One of the products that performed the best was a floor made specifically for health-care settings that features an engineered resilient surface comprised of heterogeneous vinyl fusion bonded to a 5-millimeter vulcanized composition rubber backing. The result: a surface that reduces the risk of injury associated with falls, and offers sound control and comfort underfoot.

“The entire side that we were testing acoustics on was interesting,” Hyde says.
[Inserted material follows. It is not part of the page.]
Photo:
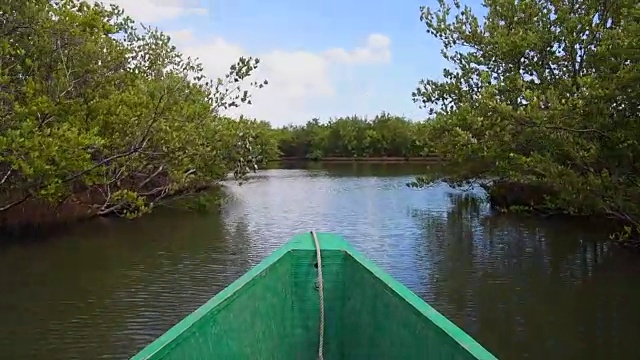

Using rolling carts, JHH conducted acoustic tests over all of the test products. “You hit the granite tile, then you rolled over our resilient floor, then you hit the granite tile again, and then you rolled over the acoustic test floor,” Hyde explains. “We felt the products we were testing on that side were truly making a sound difference as people rolled on that side of the floor.”

With regard to cleaning, some products changed color with the Oxi-Clean or Oxi-Seal. “The specialty product never had an issue at all,” Bennett says. “There were no issues with cleaning at all on both sides (sealed and unsealed). And the seam remained intact throughout the test.”

As a result of the vulcanized composition rubber-backed flooring’s positive performance and because it fulfilled JHH’s four criteria challenges, JHH specified it, as well as another product from the company’s collection, for installation in 56 inpatient rooms in the JHH Meyer Neuro & Rehab facility.